Las vanguardias tienen el espíritu partidista y doctrinario que describe Octavius, pero combinado con una rebelión a las estructuras. Este omnipresente y dialéctico germen permite que el anquilosamiento de partidos y religiones positivas no impida la creación y la libertad de acción de los miembros más representativos.
Al nombrar a la secta sabe Vd. que inmediatamente aparece la figura de líder espiritual, que asume la responsabilidad de todos, pero que recibe también las viandas más deliciosas y agrupa en su nombre la creación colectiva. En las vanguardias estos líderes se esbozan pero también se diluyen: Manet rehuyó al cargo de líder de los impresionistas. Bretón en cambio asumió el de rector del surrealismo, pero no impidió que las jóvenes individualidades explotaran su espíritu creativo, rebelde. Los resultados, a la vista en la multiplicidad de nombres que llegaron a nuestros oídos. Inclusos en disciplinas como el teatro, los mismos Grotowski y Barba combinaron la necesidad de una férrea dirección con la constante y explícita preocupación por la formación y potenciación de la libertad creativa de sus actores.
Mucho afecto para Vd.
Teófilo.

Teofilo dijo...

Por otro lado tenemos a Tadeusz Kantor, siempre tan difícil de encasillar. Su arte fue personal; “sus” artistas, voluntarios colaboradores de los que no supimos nada a su muerte. Y sin embargo nada podemos reprocharle a un hombre como él.

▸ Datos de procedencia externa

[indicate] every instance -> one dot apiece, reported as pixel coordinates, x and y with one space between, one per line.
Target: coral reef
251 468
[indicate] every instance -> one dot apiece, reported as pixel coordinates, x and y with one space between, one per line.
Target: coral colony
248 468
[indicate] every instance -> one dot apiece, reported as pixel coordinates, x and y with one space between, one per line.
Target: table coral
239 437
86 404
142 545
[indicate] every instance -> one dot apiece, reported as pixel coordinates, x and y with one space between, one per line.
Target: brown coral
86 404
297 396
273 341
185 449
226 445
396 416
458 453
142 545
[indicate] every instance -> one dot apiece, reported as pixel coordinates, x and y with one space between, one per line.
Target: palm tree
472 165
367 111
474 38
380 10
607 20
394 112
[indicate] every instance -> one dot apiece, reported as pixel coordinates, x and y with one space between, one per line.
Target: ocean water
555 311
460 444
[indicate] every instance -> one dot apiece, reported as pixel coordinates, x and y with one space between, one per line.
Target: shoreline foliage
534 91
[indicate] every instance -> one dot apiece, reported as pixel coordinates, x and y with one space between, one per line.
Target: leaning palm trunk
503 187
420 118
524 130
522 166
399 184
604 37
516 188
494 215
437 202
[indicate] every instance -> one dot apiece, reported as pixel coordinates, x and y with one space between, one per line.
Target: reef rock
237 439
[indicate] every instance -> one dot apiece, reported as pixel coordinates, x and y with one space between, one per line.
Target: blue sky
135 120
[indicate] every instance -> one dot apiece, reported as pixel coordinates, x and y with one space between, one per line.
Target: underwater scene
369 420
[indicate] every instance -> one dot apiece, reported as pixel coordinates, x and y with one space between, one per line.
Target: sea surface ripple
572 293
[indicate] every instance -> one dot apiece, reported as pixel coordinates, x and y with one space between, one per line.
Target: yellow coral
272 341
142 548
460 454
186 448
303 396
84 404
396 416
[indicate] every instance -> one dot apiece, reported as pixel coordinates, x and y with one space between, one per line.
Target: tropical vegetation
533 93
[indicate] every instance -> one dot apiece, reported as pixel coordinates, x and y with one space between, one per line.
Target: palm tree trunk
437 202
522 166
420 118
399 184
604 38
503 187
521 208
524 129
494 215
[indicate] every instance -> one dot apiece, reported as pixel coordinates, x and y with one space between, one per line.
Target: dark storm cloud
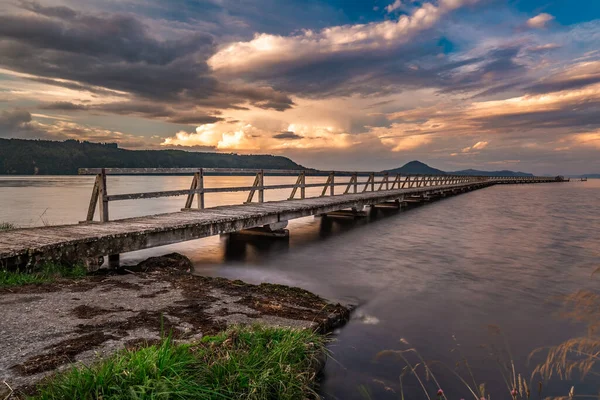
387 71
64 106
119 52
288 135
14 119
491 75
19 124
151 110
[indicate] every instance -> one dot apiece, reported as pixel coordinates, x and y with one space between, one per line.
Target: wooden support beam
193 187
253 189
103 197
94 199
261 185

Hemos hablado alguna vez de los movimientos encarnados en una sola persona. Tal vez nuestro intento de darle cabida a todo esté más cercano a las inquietudes gremiales. O a lo que Nietzsche consideraba Filosofía de Plebeyos.
Lo único claro es que ha Vd. tocado con vuesa epístola un punto álgido que no da para responder con un chapuceo de notas como este.